At Chicago's London House, in May of 1973, the trio of Oscar Peterson, Joe Pass, and Niels-Henning Orsted Pedersen made their public debut. How lucky the jazz world is that their performance was preserved for history in this recording, for the 3-P trio would go on to become one of the most celebrated jazz groups of the 70s.
Early live performances from new jazz combos, more often than not, make for hit-and-miss records, with the musicians not yet entirely comfortable playing together. No such problems on this recording; the players are loose, the chemistry is tight, and the result is an extraordinary collection of stellar tracks, even by Peterson's own standards.

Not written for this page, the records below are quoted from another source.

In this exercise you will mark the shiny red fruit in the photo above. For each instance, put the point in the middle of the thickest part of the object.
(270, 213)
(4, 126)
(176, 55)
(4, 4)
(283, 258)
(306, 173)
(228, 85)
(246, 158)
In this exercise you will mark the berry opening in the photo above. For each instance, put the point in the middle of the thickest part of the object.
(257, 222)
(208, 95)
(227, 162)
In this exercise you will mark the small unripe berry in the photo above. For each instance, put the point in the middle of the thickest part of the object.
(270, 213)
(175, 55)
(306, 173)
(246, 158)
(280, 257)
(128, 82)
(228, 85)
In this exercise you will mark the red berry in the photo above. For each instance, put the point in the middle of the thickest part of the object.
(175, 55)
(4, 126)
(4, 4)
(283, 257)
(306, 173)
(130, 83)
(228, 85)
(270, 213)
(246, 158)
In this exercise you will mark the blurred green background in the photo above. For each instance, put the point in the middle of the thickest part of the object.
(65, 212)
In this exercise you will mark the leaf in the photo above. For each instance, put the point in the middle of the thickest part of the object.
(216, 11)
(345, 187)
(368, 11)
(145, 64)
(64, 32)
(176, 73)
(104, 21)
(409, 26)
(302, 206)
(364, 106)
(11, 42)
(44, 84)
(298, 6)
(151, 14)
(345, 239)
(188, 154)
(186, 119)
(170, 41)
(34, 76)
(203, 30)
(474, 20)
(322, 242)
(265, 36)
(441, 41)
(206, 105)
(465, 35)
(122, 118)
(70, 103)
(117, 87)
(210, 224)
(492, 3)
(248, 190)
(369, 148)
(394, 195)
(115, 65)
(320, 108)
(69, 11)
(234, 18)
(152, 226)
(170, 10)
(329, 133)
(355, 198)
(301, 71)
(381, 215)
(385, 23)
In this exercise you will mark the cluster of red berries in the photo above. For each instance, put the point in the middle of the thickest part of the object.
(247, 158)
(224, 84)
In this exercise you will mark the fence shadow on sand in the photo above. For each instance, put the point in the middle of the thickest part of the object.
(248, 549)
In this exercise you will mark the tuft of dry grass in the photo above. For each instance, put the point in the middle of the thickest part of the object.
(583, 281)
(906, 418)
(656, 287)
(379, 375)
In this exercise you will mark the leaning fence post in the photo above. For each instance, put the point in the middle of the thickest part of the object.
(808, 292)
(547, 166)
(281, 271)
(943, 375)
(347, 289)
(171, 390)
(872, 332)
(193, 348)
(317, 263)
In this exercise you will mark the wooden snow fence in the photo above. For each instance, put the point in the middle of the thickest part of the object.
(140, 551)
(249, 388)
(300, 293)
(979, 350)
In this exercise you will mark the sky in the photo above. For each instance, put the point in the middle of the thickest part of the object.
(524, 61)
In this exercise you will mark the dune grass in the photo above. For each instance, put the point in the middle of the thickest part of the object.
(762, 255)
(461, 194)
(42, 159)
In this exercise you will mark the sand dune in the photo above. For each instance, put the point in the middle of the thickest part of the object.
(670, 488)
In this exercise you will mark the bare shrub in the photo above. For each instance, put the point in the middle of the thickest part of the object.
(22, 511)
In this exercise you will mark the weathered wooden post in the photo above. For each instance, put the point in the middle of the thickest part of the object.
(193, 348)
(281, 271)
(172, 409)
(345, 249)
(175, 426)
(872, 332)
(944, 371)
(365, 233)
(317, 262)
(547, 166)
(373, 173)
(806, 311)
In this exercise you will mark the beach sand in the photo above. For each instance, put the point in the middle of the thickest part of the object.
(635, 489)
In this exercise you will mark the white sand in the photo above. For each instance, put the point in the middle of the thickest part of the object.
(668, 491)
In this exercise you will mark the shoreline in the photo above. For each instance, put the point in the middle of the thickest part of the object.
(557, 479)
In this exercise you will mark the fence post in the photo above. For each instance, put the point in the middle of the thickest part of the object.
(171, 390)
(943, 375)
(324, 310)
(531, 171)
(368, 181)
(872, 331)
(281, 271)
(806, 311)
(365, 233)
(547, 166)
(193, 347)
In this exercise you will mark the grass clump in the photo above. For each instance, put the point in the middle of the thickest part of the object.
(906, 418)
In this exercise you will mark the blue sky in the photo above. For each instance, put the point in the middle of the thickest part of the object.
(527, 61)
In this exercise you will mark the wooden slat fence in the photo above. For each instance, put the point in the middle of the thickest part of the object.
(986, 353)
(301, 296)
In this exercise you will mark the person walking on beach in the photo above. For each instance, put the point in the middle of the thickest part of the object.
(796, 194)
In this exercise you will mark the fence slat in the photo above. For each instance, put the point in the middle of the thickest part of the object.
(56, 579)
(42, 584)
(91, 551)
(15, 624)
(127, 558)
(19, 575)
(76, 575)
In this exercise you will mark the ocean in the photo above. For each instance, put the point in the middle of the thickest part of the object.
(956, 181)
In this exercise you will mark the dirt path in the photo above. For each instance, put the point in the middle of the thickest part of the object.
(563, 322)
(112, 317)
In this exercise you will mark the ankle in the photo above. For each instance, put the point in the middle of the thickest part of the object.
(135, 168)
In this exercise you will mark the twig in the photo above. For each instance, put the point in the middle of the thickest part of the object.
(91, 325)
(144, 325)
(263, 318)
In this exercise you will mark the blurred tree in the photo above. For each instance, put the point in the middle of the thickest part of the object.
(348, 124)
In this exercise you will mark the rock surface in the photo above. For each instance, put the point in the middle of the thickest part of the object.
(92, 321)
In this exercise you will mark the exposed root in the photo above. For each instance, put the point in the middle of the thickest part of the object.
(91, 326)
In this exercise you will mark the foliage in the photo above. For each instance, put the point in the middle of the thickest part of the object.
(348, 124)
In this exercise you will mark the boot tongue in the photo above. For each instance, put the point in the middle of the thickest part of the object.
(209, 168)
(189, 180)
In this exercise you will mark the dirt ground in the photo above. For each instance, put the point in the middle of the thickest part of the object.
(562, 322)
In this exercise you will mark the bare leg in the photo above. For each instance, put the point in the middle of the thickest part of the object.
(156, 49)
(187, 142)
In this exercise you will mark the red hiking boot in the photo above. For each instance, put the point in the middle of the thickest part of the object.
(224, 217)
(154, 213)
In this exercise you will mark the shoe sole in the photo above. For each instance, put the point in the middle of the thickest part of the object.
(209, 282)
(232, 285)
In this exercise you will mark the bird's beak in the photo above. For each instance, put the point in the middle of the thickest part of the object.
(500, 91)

Of particular interest is the song "Wheatland." This is actually a Peterson composition, the sixth part of an eight-part suite "Canadiana," which was presented as a concert work in 1964. In his jazz interpretation of his own theme, the song begins as, frankly, little more than pleasant piano noodling, perfect for background music while dining; you can actually hear the clinking of glasses and plates on the recording, as people continued to enjoy their dinner during the performance. The mellow tone continues into Peterson's solo, but within 60 seconds the trio has built the song into a driving, bluesy, hard bop tour-de-force, with Peterson unleashing his peerless chops on the unsuspecting and shell-shocked audience (sadly, the recording fails to pick up the sounds of people's jaws dropping). When Joe Pass begins his solo four minutes later, you realize that you've been holding your breath during Peterson's solo.
"Wheatland" will have you reaching for the "replay" button on your CD player more than once. And it's just the first track on this excellent, essential recording.